Symmetric Tensor

A second-Rank symmetric Tensor is defined as a Tensor for which

$\begin{displaymath} A^{mn} = A^{nm}. \end{displaymath}$

(1)

Any Tensor can be written as a sum of symmetric and Antisymmetric parts

$\displaystyle A^{mn}$	$\textstyle =$	$\displaystyle {\textstyle{1\over 2}}(A^{mn}+A^{nm})+{\textstyle{1\over 2}}(A^{mn}-A^{nm})$
	$\textstyle =$	$\displaystyle {\textstyle{1\over 2}}({B_S}^{mn}+{B_A}^{mn}).$	(2)

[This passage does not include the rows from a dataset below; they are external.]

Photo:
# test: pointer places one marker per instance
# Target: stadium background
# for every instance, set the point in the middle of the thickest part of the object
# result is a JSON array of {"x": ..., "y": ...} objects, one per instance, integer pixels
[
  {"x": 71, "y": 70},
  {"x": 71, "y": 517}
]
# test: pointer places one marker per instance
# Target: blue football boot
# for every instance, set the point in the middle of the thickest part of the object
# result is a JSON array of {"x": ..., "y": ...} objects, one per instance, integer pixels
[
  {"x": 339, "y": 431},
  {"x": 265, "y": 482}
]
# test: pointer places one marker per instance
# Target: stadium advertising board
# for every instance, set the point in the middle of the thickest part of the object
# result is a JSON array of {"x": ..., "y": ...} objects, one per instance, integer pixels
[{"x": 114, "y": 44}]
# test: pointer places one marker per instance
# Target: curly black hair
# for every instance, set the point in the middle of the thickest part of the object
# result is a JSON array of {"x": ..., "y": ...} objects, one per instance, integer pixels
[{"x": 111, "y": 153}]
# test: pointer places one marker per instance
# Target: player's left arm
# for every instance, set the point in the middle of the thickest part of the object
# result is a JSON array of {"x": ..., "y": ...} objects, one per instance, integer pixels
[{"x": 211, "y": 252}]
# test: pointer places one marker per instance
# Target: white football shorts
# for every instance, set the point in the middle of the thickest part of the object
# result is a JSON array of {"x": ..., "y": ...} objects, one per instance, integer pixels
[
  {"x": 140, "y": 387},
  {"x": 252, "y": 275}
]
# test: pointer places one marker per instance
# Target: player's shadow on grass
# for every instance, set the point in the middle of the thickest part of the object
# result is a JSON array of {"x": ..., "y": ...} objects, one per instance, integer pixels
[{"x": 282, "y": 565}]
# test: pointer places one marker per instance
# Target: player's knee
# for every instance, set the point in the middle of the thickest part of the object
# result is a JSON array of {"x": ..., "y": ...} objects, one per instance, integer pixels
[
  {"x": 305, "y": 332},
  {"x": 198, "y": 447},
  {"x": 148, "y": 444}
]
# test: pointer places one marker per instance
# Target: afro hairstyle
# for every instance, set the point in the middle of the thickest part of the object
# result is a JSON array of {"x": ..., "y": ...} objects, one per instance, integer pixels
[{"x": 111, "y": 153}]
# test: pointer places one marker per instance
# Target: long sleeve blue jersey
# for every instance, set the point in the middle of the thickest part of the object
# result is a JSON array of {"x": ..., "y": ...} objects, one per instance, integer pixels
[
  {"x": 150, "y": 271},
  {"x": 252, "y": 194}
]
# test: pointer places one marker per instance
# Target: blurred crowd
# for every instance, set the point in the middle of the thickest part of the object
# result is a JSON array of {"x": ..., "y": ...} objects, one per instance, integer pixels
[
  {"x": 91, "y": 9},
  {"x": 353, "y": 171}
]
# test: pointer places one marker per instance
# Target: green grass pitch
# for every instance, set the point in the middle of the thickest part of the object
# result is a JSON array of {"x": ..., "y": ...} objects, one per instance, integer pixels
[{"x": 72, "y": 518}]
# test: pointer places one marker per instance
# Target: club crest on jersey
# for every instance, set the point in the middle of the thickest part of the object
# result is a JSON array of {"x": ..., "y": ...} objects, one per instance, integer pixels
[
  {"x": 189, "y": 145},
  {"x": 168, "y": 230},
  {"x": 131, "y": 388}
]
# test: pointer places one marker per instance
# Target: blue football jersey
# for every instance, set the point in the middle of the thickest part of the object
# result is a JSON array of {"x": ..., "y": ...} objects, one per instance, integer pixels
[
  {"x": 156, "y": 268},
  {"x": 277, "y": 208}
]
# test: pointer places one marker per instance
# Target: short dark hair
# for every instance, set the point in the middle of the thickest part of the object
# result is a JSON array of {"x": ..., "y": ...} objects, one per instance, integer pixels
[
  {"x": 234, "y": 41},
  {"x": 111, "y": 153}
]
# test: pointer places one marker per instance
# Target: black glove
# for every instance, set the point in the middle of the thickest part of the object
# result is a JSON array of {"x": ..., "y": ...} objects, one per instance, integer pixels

The symmetric part of a Tensor is denoted by parentheses as follows:

$\begin{displaymath} T_{(a,b)} \equiv {\textstyle{1\over 2}}(T_{ab}+T_{ba}) \end{displaymath}$

(3)

$\begin{displaymath} T_{(a_1,a_2,\ldots,a_n)} \equiv {1\over n!} \sum_{\rm permutations} T_{a_1a_2\cdots a_n}. \end{displaymath}$

(4)

The product of a symmetric and an Antisymmetric Tensor is 0. This can be seen as follows. Let $a^{\alpha \beta}$ be Antisymmetric, so

$\begin{displaymath} a^{11}=a^{22}=0 \end{displaymath}$

(5)

$\begin{displaymath} a^{21}=-a^{12}. \end{displaymath}$

(6)

Let $b_{\alpha\beta}$ be symmetric, so

$\begin{displaymath} b_{12}=b_{21}. \end{displaymath}$

(7)

Then

$\displaystyle a^{\alpha \beta }b_{\alpha \beta}$	$\textstyle =$	$\displaystyle a^{11}b_{11}+a^{12}b_{12}+a^{21}b_{21}+a^{22}b_{22}$
	$\textstyle =$	$\displaystyle 0+a^{12}b_{12}-a^{12}b_{12}+0=0.$	(8)

A symmetric second-Rank Tensor $A_{mn}$ has Scalar invariants

$\displaystyle s_1$	$\textstyle =$	$\displaystyle A_{11}+A_{22}+A_{22}$	(9)
$\displaystyle s_2$	$\textstyle =$	$\displaystyle A_{22}A_{33}+A_{33}A_{11}+A_{11}A_{22}-{A_{23}}^2-{A_{31}}^2-{A_{12}}^2.$	(10)